下火になった夕日に向かって瓦礫の間を進んでゆくと、やがてワノンちゃんがパーティー会場を見つけました。おじさんは船と呼んでいましたが、双眼鏡に映るのは七色にライトアップされた大きな庭付きの宮殿です。ところどころに昇る黒い煙の影だけが、事件の匂いを風に乗せ、私たちに伝えてきます。
「お城です! 虹色のお城が動いてます! あんなきれいなお城で旅をして、毎晩舞踏会だなんて、おとぎ話みたいですね!」
船の中に向かって叫ぶと、ベルイーヌさんが相槌を打ってくれました。
「大当たりですよ、ユニスちゃん! 旅行会社のキャッチコピーが、まさにそんな感じです! ナパパホテルグループの所有する世界最大の超豪華客船、ナパパパレス。今回のイベント用に貸切らせてもらいました」
なんだかベルイーヌさんも乗り気になってきたみたいで、何よりです。私たちがホテルの話をしていると、下からフィンカちゃんが口を挟みました。
「聞いたか、ルイエ。
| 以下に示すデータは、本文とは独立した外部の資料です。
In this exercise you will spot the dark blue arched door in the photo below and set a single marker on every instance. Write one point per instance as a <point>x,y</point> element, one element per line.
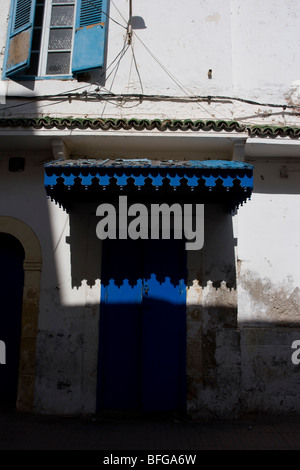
<point>142,350</point>
<point>11,293</point>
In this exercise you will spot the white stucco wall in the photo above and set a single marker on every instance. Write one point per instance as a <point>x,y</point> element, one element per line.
<point>241,42</point>
<point>244,307</point>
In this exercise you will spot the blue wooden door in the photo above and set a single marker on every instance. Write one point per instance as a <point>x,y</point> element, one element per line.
<point>142,326</point>
<point>11,292</point>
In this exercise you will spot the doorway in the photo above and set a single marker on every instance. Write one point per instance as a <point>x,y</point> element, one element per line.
<point>11,288</point>
<point>142,341</point>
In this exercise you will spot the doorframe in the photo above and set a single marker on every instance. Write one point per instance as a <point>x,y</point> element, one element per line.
<point>30,308</point>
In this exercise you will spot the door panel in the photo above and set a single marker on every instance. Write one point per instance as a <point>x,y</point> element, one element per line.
<point>142,325</point>
<point>120,325</point>
<point>163,337</point>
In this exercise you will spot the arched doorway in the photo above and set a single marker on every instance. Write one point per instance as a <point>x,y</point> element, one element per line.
<point>32,266</point>
<point>11,293</point>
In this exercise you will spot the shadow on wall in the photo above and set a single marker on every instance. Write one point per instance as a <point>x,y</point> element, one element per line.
<point>217,261</point>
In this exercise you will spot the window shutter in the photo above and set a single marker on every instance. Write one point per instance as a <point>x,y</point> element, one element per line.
<point>89,37</point>
<point>20,36</point>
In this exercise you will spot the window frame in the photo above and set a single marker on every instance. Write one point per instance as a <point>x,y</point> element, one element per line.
<point>92,32</point>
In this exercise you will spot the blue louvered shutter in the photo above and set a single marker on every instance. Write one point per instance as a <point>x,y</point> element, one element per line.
<point>20,36</point>
<point>89,37</point>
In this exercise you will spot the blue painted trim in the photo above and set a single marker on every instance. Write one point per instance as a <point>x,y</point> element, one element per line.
<point>210,172</point>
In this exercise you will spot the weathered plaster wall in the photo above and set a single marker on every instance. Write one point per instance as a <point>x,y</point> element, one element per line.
<point>269,288</point>
<point>240,42</point>
<point>67,332</point>
<point>213,354</point>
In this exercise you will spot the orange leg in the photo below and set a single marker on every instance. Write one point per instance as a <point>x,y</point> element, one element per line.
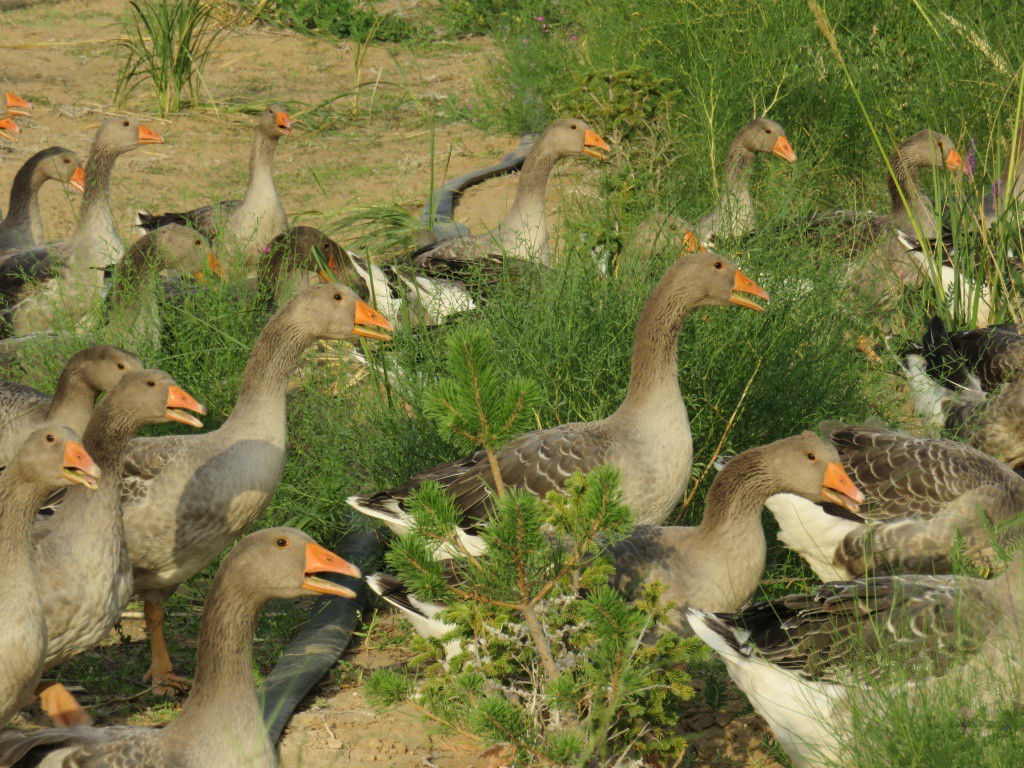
<point>161,673</point>
<point>60,706</point>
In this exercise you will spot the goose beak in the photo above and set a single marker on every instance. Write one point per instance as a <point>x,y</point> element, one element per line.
<point>321,560</point>
<point>782,150</point>
<point>215,266</point>
<point>953,161</point>
<point>16,105</point>
<point>367,315</point>
<point>178,403</point>
<point>595,145</point>
<point>78,466</point>
<point>147,136</point>
<point>284,122</point>
<point>78,179</point>
<point>742,284</point>
<point>839,488</point>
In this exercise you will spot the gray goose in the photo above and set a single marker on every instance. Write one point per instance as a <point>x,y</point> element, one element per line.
<point>70,272</point>
<point>733,216</point>
<point>84,377</point>
<point>257,218</point>
<point>442,279</point>
<point>23,226</point>
<point>48,460</point>
<point>647,437</point>
<point>801,657</point>
<point>715,565</point>
<point>923,497</point>
<point>970,383</point>
<point>85,577</point>
<point>187,498</point>
<point>223,715</point>
<point>134,295</point>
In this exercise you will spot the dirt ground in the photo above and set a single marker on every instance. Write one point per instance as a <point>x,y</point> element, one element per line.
<point>64,57</point>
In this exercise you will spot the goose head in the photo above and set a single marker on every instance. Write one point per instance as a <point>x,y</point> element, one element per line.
<point>62,165</point>
<point>567,137</point>
<point>274,122</point>
<point>152,396</point>
<point>809,467</point>
<point>119,135</point>
<point>287,563</point>
<point>331,310</point>
<point>705,279</point>
<point>767,136</point>
<point>53,457</point>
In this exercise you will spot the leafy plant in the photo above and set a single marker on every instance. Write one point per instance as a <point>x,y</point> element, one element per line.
<point>168,43</point>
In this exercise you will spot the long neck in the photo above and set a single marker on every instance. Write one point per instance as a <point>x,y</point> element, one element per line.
<point>738,493</point>
<point>73,400</point>
<point>223,695</point>
<point>23,213</point>
<point>903,186</point>
<point>654,369</point>
<point>264,383</point>
<point>261,166</point>
<point>19,498</point>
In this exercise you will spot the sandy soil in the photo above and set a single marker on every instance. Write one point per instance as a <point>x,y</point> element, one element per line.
<point>64,57</point>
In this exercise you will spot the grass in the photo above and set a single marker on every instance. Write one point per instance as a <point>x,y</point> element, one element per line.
<point>169,44</point>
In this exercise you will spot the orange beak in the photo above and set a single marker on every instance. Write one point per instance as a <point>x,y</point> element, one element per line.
<point>742,284</point>
<point>594,145</point>
<point>17,105</point>
<point>215,266</point>
<point>78,466</point>
<point>320,560</point>
<point>367,315</point>
<point>146,136</point>
<point>178,402</point>
<point>78,179</point>
<point>782,150</point>
<point>839,488</point>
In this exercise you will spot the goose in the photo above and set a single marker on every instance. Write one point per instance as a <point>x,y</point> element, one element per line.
<point>715,565</point>
<point>802,658</point>
<point>439,275</point>
<point>733,216</point>
<point>66,278</point>
<point>134,298</point>
<point>187,498</point>
<point>257,218</point>
<point>926,499</point>
<point>86,375</point>
<point>647,437</point>
<point>85,577</point>
<point>970,383</point>
<point>49,459</point>
<point>24,225</point>
<point>223,715</point>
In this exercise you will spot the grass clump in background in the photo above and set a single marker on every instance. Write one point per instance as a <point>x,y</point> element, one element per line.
<point>167,44</point>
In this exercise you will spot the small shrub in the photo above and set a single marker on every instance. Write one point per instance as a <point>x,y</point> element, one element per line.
<point>168,43</point>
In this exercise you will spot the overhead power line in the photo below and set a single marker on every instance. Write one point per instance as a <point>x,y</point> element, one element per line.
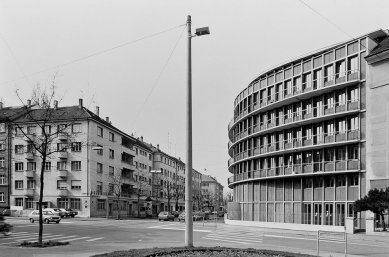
<point>93,54</point>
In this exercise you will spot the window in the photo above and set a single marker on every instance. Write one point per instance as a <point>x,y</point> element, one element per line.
<point>46,129</point>
<point>62,147</point>
<point>76,165</point>
<point>101,204</point>
<point>76,184</point>
<point>100,151</point>
<point>111,170</point>
<point>19,201</point>
<point>99,186</point>
<point>61,184</point>
<point>31,165</point>
<point>99,167</point>
<point>19,166</point>
<point>19,131</point>
<point>328,73</point>
<point>61,165</point>
<point>47,166</point>
<point>75,203</point>
<point>29,203</point>
<point>31,130</point>
<point>76,128</point>
<point>111,137</point>
<point>19,149</point>
<point>2,145</point>
<point>76,146</point>
<point>31,184</point>
<point>99,131</point>
<point>18,184</point>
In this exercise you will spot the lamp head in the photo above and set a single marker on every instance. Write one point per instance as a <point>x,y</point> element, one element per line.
<point>202,31</point>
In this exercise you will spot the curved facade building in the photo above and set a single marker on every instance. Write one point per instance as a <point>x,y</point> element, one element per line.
<point>299,137</point>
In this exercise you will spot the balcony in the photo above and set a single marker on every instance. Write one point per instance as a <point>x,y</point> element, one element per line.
<point>62,136</point>
<point>62,154</point>
<point>62,192</point>
<point>304,117</point>
<point>319,86</point>
<point>29,191</point>
<point>298,144</point>
<point>29,173</point>
<point>311,168</point>
<point>30,155</point>
<point>62,173</point>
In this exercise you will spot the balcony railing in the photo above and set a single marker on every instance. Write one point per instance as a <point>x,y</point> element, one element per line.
<point>284,146</point>
<point>302,88</point>
<point>299,169</point>
<point>306,114</point>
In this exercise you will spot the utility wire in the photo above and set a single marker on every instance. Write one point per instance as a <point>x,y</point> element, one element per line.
<point>159,76</point>
<point>93,54</point>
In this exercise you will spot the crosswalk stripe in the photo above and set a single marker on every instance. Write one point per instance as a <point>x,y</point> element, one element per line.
<point>230,241</point>
<point>94,239</point>
<point>78,238</point>
<point>233,238</point>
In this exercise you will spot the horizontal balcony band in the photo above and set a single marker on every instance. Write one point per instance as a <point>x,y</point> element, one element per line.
<point>296,121</point>
<point>298,170</point>
<point>320,87</point>
<point>298,144</point>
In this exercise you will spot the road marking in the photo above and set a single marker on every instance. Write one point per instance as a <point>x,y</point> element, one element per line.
<point>94,239</point>
<point>238,242</point>
<point>78,238</point>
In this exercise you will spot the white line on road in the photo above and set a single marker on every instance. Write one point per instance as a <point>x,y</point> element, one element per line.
<point>78,238</point>
<point>94,239</point>
<point>238,242</point>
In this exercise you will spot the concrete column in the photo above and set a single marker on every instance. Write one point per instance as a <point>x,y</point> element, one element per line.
<point>369,225</point>
<point>350,225</point>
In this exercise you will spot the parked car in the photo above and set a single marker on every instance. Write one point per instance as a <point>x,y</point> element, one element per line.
<point>165,215</point>
<point>65,212</point>
<point>55,211</point>
<point>47,216</point>
<point>73,213</point>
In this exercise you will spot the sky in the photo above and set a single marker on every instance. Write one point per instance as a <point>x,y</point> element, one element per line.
<point>129,57</point>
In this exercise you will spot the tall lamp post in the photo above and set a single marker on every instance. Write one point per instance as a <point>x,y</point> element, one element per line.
<point>188,177</point>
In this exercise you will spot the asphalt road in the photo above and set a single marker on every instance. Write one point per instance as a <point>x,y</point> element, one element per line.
<point>92,236</point>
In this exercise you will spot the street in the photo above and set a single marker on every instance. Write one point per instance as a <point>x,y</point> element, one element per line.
<point>92,236</point>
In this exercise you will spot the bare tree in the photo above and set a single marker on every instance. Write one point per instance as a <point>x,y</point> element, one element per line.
<point>41,112</point>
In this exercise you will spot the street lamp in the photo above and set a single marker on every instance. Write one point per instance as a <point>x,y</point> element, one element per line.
<point>188,177</point>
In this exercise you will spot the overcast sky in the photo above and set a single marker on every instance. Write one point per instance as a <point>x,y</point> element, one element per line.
<point>140,81</point>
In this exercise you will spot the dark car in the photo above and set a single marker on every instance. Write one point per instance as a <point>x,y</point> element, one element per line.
<point>72,212</point>
<point>165,215</point>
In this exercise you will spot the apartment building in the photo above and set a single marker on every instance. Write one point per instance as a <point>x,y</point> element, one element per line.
<point>308,137</point>
<point>212,192</point>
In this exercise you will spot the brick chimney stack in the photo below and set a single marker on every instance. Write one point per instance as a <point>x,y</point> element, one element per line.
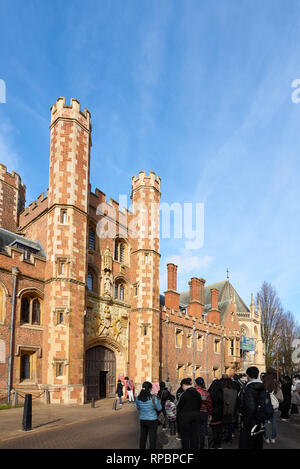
<point>214,313</point>
<point>171,295</point>
<point>196,306</point>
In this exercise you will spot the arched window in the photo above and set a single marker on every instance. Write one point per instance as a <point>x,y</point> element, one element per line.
<point>122,292</point>
<point>119,291</point>
<point>120,253</point>
<point>25,367</point>
<point>90,281</point>
<point>92,239</point>
<point>2,304</point>
<point>30,310</point>
<point>25,310</point>
<point>36,311</point>
<point>116,290</point>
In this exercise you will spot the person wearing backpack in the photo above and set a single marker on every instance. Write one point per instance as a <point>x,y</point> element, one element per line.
<point>148,407</point>
<point>163,395</point>
<point>255,409</point>
<point>273,387</point>
<point>170,408</point>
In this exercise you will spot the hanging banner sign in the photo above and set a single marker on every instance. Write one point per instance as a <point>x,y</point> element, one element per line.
<point>247,344</point>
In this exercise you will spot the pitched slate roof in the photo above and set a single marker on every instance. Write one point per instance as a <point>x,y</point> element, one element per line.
<point>226,291</point>
<point>8,238</point>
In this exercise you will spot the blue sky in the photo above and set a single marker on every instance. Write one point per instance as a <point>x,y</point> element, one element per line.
<point>198,91</point>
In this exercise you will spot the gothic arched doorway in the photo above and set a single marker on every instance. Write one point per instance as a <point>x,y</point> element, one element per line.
<point>100,373</point>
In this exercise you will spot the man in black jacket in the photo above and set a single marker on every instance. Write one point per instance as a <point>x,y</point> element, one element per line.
<point>188,412</point>
<point>249,399</point>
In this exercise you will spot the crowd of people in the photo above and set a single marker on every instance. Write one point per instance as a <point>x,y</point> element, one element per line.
<point>246,406</point>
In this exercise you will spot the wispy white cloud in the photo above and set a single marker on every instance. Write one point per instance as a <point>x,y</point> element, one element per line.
<point>8,154</point>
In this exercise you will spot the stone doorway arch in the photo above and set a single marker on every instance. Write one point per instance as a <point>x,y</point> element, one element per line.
<point>100,373</point>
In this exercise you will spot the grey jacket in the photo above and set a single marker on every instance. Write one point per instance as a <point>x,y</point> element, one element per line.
<point>230,401</point>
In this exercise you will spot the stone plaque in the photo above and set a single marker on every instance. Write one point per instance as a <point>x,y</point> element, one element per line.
<point>2,351</point>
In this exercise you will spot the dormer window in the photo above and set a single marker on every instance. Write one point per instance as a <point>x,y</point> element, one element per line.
<point>28,250</point>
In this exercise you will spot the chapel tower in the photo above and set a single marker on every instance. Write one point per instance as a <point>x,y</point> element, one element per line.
<point>66,269</point>
<point>145,306</point>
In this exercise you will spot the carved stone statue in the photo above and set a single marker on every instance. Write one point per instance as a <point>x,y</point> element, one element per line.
<point>107,259</point>
<point>107,286</point>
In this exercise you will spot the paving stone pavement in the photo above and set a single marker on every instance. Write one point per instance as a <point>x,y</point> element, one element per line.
<point>63,426</point>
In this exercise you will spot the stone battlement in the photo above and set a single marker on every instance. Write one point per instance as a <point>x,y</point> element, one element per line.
<point>13,178</point>
<point>34,209</point>
<point>146,181</point>
<point>70,111</point>
<point>100,198</point>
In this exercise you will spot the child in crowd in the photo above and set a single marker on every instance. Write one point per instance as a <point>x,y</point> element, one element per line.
<point>170,408</point>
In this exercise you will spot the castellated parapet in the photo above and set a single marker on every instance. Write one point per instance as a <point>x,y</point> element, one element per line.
<point>70,111</point>
<point>12,198</point>
<point>142,180</point>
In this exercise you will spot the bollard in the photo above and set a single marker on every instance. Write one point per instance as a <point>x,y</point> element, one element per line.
<point>15,399</point>
<point>27,414</point>
<point>46,396</point>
貸し切りのバーゲン会場だってよ。ユニス、接舷できそうなところを探してくれ!」
フィンカちゃんはオムライス号をナパパパレスに寄せ、並走を始めました。近づいた夢のお城には、大小の野良ギアが何十匹も鈴なりです。
「すごい! 野良ギア取り放題ですよ! 接舷できそうな……ありました! 左舷後方、低いところにバルコニーがあります!」
オムライス号はスピードを上げて、おしゃれなカフェの軒先にノーズから突っ込みました。白塗りのテーブルと血まみれの死体を蹴散らし、店内の野良ギアにアンカーを打ち込めば、出撃準備完了です。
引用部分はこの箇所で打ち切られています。